Before these individual sub-problems are approached, first, the necessary background, which is important for understanding the content of this thesis, is described containing relevant information about spoken dialogue systems and supervised machine learning. Following this description of the background, research of others which aims at solving similar research problems is described including a clear distinction of their work to ours.

For the first sub-problem of deriving the user state, we consider four different user states: the user satisfaction (US), the perceived coherence of the system reaction, the emotional state, and the intoxication level. Automatic recognition of these user states is based on supervised statistical learning. As US is a universal property, an emphasis is put on its automatic recognition with a focus on how temporal information may be used for this recognition process. Here, we propose three novel approaches on how to improve the US recognition performance: introducing an error correction module into the classification process, exploiting temporal learning algorithms by using a modified Markovian model, and optimising the feature set used as input to statistical classification models. While all of our proposed approaches result in a significant performance improvement, the best performance boost is achieved with an optimised feature set. With this feature set, we are able to improve the performance by up to 10.82 % in unweighted average recall achieving a correlation of \rho=0.812.

Research on the recognition of the remaining three user states have also resulted in significant contributions to the state-of-the-art. For the automatic recognition of the perceived coherence of the system reaction, we are the first to connect aspects of the interaction with coherence. Exploiting this relationship, the problem is modelled as a statistical classification task achieving an unweighted average recall of 0.623. In order to improve the performance of speech-based emotion recognition, we propose two novel approaches which add information about the speaker to the recognition process. Here, we show that having speaker-dependent emotion recognition has the potential to improve the overall recognition accuracy by up to 9.42 %. With a comparative study on intoxication recogntion, we compare the recongition performance of machines with humans showing that machines may outperform humans on this task.

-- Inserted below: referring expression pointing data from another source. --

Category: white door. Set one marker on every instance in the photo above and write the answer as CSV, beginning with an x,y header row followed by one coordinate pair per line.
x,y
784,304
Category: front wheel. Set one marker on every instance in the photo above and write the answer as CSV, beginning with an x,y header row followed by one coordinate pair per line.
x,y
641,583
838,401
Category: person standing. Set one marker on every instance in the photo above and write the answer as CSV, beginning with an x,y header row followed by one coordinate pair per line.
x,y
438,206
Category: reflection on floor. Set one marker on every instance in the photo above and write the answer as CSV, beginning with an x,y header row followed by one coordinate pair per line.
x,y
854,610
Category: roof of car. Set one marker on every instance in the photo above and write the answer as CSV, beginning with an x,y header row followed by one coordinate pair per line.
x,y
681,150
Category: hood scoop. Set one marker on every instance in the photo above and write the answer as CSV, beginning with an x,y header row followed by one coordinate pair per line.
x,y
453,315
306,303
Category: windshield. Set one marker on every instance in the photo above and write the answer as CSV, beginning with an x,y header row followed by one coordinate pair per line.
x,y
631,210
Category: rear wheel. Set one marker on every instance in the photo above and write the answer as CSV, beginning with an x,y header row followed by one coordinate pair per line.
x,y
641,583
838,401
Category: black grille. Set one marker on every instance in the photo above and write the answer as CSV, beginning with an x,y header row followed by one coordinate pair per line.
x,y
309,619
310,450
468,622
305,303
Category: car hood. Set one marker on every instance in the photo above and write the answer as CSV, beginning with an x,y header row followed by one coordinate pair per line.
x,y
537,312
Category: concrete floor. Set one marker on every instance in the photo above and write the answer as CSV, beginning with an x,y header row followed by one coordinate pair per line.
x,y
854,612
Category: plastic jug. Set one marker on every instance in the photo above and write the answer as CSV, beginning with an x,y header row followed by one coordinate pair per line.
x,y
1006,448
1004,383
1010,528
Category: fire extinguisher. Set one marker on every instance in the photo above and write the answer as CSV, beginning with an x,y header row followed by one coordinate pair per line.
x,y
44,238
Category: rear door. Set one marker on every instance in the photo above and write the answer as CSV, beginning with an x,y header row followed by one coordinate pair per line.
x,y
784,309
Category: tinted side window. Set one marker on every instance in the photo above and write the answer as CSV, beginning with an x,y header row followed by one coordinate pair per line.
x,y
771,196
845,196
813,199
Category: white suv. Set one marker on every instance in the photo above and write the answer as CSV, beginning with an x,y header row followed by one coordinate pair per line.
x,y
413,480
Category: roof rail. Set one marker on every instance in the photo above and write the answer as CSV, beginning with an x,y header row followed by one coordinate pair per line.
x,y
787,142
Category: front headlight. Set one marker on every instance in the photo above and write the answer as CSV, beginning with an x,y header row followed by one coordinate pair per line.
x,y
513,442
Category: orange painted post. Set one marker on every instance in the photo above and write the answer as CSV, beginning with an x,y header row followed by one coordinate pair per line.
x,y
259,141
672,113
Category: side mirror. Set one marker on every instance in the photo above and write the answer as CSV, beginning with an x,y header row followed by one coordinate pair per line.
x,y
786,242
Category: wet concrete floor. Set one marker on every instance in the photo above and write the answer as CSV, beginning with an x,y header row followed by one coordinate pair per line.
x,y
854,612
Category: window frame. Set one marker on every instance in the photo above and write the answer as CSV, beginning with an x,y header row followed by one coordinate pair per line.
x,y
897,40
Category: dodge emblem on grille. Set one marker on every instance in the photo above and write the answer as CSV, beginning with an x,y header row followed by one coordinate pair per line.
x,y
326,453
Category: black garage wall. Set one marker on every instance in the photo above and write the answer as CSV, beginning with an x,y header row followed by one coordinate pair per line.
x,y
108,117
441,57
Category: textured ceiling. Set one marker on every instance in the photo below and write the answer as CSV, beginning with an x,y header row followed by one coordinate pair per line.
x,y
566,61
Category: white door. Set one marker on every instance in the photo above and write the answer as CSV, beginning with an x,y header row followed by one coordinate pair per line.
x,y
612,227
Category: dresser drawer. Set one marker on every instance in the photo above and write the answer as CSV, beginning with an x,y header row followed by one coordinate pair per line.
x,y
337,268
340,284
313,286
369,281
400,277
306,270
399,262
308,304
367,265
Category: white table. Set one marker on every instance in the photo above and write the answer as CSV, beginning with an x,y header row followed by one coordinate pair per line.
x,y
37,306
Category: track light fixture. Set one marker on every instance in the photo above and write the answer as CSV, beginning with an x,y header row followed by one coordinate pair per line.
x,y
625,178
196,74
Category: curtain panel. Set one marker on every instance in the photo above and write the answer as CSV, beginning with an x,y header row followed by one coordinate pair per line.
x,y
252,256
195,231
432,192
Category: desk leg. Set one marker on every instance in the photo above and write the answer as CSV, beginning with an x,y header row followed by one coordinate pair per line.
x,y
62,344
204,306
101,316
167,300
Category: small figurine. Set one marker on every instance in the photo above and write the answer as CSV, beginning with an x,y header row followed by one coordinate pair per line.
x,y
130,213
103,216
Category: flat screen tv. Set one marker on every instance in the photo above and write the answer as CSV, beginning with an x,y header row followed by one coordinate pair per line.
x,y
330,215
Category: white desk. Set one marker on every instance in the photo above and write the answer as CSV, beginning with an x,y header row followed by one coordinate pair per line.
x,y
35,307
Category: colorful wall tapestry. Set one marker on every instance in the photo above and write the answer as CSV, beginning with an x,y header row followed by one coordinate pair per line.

For the second sub-problem of rendering the dialogue management adaptive to the user state, we propose three novel approaches. The first approach uses rules to select the next system action. These rules are based on the current user state. Here, we are able to outperform non-adaptive strategies for a bus information dialogue system in terms of task success / dialogue completion (54.27 %) as well as dialogue length and user satisfaction. Our second approach introduces the user state into a POMDP-based dialogue manager by either extending the user state or utilising the user state for modelling the reward function. For the latter, the resulting dialogue policy achieves a better task success rate / dialogue completion rate (60.61 %) than conventional reward functions. While these two approaches incorporates mechanisms which are common for dialogue management, our third approach proposes a two-stage model: in the first stage, any dialogue manager may be used to create an ordered list of possible system actions. In the second stage, the possible change of the user state induced by each system action is predicted. The final system action is then selected accordingly. In a simulated experiment, we are able to show that our proposed approach results in an significant improvement in dialogue coherence reducing the number of non-coherent system actions by -4.45 %.

During the work on these two problems, we have created open-source implementations of a Conditioned Hidden Markov Model library as well as the POMDP-based dialogue manager. Both implementations have been made accessible to the public. Furthermore, we have created an annotated corpus for the recognition of user satisfaction as used in this thesis as well as for the recognition of the perceived coherence.